Il n’y a pas de période plus ou moins favorable aux manifestations de violence au sein des établissements hospitaliers. Les périodes estivales ne sont pas plus sensibles, alors même que le personnel peut-être moins nombreux et donc davantage sollicité.
En revanche, la lecture du rapport de l'ONVH met en exergue une nette prédominance des faits réalisés en journée (6h - 18h) même si ces derniers sont légèrement en baisse par rapport à l’année 2009 (- 1.5%), au détriment des faits survenant en soirée et de nuit (18h - 6h), lesquels augmentent de + 1.5% comparativement à 2009.

Ces faits de soirée et de nuit conservent donc une place importante avec plus de 36 % de l’ensemble des événements de violence signalés, soit 1 fait sur 3.

En services de médecine,
s’il n’y a pas réellement de jours prédominants dans la semaine pour les faits de violence (pic tout de même le mercredi avec 17 % des faits signalés), les week-ends enregistrent de moindres déclarations (20 % sur les samedis et dimanches). L’approche horaire des faits déclarés montre que les créneaux 8h - 12h et 14h - 18h sont les plus générateurs d’actes de violence, ce qui s’explique par taux de fréquentations à ces moments. Le créneau de l’après-midi enregistre une hausse de +6.5 % de faits supplémentaires. Quant au créneau du matin (6h – 12h), il enregistre corrélativement une diminution des faits survenus au cours de cette période (32 % contre 38 %)5.

Les services des urgences mettent en évidence certaines périodes plus sensibles que d’autres aux manifestations de violence :

  • les week-ends enregistrent plus de 36 % des signalements (25 % en psychiatrie) ;
  • la période du soir (18h / 24h) et de la nuit (24h - 6h) génère 63 % des manifestations de violence (30 % en psychiatrie).

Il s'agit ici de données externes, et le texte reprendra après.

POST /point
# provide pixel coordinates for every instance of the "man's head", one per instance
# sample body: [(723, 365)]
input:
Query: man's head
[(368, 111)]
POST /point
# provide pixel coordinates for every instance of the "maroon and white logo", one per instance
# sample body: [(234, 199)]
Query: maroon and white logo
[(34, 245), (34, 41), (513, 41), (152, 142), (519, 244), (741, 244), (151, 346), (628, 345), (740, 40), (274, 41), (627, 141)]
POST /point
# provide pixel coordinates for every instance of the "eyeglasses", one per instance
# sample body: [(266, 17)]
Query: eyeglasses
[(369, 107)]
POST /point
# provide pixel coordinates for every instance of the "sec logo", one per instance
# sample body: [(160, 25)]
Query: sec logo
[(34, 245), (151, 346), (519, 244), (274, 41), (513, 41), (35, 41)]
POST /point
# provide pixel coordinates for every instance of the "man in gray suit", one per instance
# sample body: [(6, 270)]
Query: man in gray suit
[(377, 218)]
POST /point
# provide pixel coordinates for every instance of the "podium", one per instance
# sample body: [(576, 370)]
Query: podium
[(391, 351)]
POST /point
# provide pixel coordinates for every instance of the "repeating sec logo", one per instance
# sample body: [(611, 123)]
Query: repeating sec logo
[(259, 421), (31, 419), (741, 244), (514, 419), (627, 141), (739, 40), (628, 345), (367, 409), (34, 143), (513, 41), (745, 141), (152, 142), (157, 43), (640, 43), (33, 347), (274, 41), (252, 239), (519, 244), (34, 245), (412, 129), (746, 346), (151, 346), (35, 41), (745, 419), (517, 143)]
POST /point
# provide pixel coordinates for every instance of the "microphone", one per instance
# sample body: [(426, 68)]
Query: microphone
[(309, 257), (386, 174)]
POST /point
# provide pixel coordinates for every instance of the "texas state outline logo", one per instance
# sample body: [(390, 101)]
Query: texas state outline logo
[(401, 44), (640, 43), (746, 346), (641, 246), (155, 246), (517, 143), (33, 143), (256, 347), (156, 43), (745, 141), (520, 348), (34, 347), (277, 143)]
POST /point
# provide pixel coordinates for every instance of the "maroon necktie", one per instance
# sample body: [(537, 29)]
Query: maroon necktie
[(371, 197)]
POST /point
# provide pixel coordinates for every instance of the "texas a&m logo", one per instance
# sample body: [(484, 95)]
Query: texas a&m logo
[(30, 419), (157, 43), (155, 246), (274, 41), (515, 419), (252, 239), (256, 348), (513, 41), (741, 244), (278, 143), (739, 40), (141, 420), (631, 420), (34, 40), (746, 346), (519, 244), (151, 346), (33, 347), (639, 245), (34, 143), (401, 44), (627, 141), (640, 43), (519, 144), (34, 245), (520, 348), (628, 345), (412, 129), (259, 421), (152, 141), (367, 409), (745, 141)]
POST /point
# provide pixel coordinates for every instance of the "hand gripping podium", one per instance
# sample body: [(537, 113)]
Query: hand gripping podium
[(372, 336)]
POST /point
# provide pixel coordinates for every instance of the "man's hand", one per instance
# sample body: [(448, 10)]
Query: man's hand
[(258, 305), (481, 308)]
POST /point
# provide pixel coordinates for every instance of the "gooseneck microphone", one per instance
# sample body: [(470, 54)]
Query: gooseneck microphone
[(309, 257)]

Ces analyses mettent bien en évidence la spécificité des services des urgences quant à leur fonctionnement, au regard des pics d’événements signalés, correspondant sans nul doute aux pics des fréquentations les plus importants. Les périodes les plus fragiles apparaissent comme étant la soirée et le début de nuit, et pour la semaine, le dimanche.

Qui sont les agresseurs ?

Le personnel lui-même auteur des violences signalées diminue de 1.5% (5.4% en 2010 contre 7% en 2009 et 2008). En revanche, les patients sont auteurs des violences signalées dans 71% des situations et, dans 3 situations sur 4, ces violences s’exercent toujours à l’encontre du personnel soignant.

L’importance des « accompagnateurs/visiteurs/autres » reste significative avec 23,31%, soit + 3.4 % de plus qu’en 2009. Depuis plusieurs années, cette catégorie suit une courbe croissante. Il conviendrait d’arriver à faire respecter les horaires de visites auprès des patients. Bien que les horaires soient affichés, le personnel soignant doit régulièrement rappeler que les visites ont lieu à partir de 13 heures (le matin étant réservé aux soins). Les soignants se font très souvent insulter par rapport à cette consigne.

L’évaluation des actes de violence en 2010 montre qu'elles sont principalement dirigées à l’encontre des personnels soignants, sans amélioration au fil du temps.
Pour tenter de limiter ces violences, des établissements de santé ont enrichi le livret d’accueil d’un pacte de civilité, document dans lequel sont rappelé les principaux devoirs du patient et de ses proches (respect du personnel, des horaires de visite...). Le patient est ainsi informé de ses devoirs et, dans l’hypothèse où son comportement serait contraire aux clauses du pacte, une sortie disciplinaire peut être décidée et prononcée par le directeur de l’établissement.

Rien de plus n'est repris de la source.